I have 2 Crimson Cuda mechanical broadheads. Are these very good? i've never shot them through an animal and don't know what kind of entry and exit it has. Anyone use these?


----------



## Trapper99 (May 18, 2008)

i also have some of these...









what are these called? These 5 broadheads were gave to me, and I don't know what i have. I was wondering if these are good broadheads or do i need to invest in some fixed blades?


----------



## bust'em (Oct 27, 2007)

Tapper99 those are called Gold tip Gladiators Im pretty sure there not made anymore.


----------



## Csquared (Sep 5, 2006)

> do i need to invest in some fixed blades?


Now you're talkin!

I know I may catch some grief but I firmly believe mechanicals are for excellent shooters in ideal conditions. I work with several guys who have hit deer in the shoulder with mechanicals, and it resulted in lost deer every time. Deer hit in the shoulder with my Thunderheads end up in my freezer :wink:

Seriously, I have never found a reason to be dissatisfied with Thunderheads, and I'm sure there are several other fixed blade heads just as good.


----------



## USSapper (Sep 26, 2005)

> I work with several guys who have hit deer in the shoulder with mechanicals, and it resulted in lost deer every time.

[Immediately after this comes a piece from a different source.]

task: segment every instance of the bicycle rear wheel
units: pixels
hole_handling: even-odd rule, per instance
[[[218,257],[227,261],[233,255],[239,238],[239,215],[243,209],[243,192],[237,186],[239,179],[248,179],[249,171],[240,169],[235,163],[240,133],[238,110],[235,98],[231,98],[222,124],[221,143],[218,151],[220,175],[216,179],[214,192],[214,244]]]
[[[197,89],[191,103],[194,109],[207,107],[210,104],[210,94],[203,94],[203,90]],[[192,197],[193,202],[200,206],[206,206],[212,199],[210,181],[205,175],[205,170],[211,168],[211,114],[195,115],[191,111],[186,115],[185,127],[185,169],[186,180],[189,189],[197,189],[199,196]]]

Me being one of those guys


----------



## barebackjack (Sep 5, 2006)

Csquared said:


> I work with several guys who have hit deer in the shoulder with mechanicals, and it resulted in lost deer every time.


 :beer:

Thats because their uneeded. That is, if you know how to pick a correctly spined arrow and tune a bow. If you can do that, there is no reason fixed blades wont fly straight as an "arrow".

Mechanicals suuuuuuuuck.


----------



## Starky (Mar 15, 2006)

I do like the way mechanicals fly but I can't shoot through the mesh on my ground blind. May have to go back to a fixed blade just for that reason.


----------



## Csquared (Sep 5, 2006)

I agree with Jack in that I have never had a problem getting Thunderheads to shoot with field points. Even with carbon arrows and 85gr heads at 290+ fps there still is no problem. I don't get too wrapped up with spine weight, however. I simply use the charts provided by the arrow manufacturer and I have been able to take care of the rest by tuning my bow. Maybe I've just been lucky. I do believe some spin is necessary so I always use the helical jig when making arrows.

:2cents:


----------



## Trapper99 (May 18, 2008)

okiedoke fellas, so here i am, with 3x 100 grain muzzy four blade. can't wait to see'em in action!!!

:beer:


----------